Lubuk Langkap, Destinasi Wisata Alam Unggulan di Bengkulu Selatan

 Indonesiaraja.com, Bengkulu – Lubuk Langkap, yang terletak di Desa Suka Maju, Kecamatan Air Nipis, Kabupaten Bengkulu Selatan, telah lama menjadi destinasi favorit bagi wisatawan lokal maupun luar daerah. Keindahan alam yang asri, aliran sungai yang jernih, serta suasana sejuk menjadikannya tempat ideal untuk rekreasi keluarga.

Awalnya, Lubuk Langkap dibangun sebagai bendungan untuk keperluan irigasi sawah. Namun, seiring waktu, kawasan ini berkembang menjadi objek wisata alam yang menarik banyak pengunjung. Nama "Lubuk Langkap" sendiri berasal dari banyaknya pohon Langkap yang tumbuh di sekitar lubuk tersebut.

Akses menuju Lubuk Langkap cukup mudah, dengan kondisi jalan yang baik dan dapat ditempuh sekitar 45 menit dari Kota Manna. Sepanjang perjalanan, pengunjung akan disuguhi pemandangan hamparan persawahan dan perbukitan yang menyejukkan mata.

Fasilitas di lokasi wisata Lubuk Langkap terus ditingkatkan oleh pemerintah daerah dan masyarakat setempat. Tersedia pondok-pondok santai, warung yang menjajakan kuliner khas daerah, serta penyewaan peralatan mandi seperti pelampung ban mobil. Upaya ini bertujuan untuk meningkatkan kenyamanan pengunjung dan mendorong pertumbuhan ekonomi lokal.

Kepala Dinas Pariwisata Bengkulu Selatan, Rendra Febrianto, M.Si, mengimbau pengunjung untuk menjaga kebersihan dan kelestarian alam Lubuk Langkap dengan tidak merusak fasilitas yang ada dan membuang sampah pada tempatnya.

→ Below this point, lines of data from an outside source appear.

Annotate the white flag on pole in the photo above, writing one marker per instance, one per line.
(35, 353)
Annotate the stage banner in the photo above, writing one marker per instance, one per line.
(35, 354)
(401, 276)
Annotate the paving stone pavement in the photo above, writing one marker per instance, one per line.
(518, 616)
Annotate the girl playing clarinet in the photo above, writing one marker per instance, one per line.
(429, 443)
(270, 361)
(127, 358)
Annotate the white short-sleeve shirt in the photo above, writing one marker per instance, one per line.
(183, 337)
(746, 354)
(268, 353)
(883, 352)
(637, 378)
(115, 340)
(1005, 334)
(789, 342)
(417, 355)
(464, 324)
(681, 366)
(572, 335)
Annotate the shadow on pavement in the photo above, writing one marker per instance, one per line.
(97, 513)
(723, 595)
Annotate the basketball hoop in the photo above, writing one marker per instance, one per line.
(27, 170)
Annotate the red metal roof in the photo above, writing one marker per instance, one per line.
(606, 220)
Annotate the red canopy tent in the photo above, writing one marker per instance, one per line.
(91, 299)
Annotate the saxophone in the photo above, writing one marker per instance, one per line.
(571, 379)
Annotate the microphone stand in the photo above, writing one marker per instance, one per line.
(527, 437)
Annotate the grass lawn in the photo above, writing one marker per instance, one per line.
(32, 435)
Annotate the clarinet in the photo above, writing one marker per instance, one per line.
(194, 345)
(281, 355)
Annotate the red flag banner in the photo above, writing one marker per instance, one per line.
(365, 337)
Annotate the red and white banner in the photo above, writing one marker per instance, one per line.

"Kami mengimbau para pengunjung agar menjaga kebersihan dan kelestarian di Lubuk Langkap ini, kami juga mengupayakan kemajuan untuk Lubuk Langkap," ungkap Rendra pada Senin pagi (9/12).

Dengan pesona alam yang menakjubkan dan fasilitas yang memadai, Lubuk Langkap terus menjadi pilihan utama bagi wisatawan yang ingin menikmati keindahan alam Bengkulu Selatan. Pemerintah daerah berharap kesadaran pengunjung dalam menjaga kelestarian lingkungan semakin meningkat, sehingga Lubuk Langkap dapat dinikmati oleh generasi mendatang.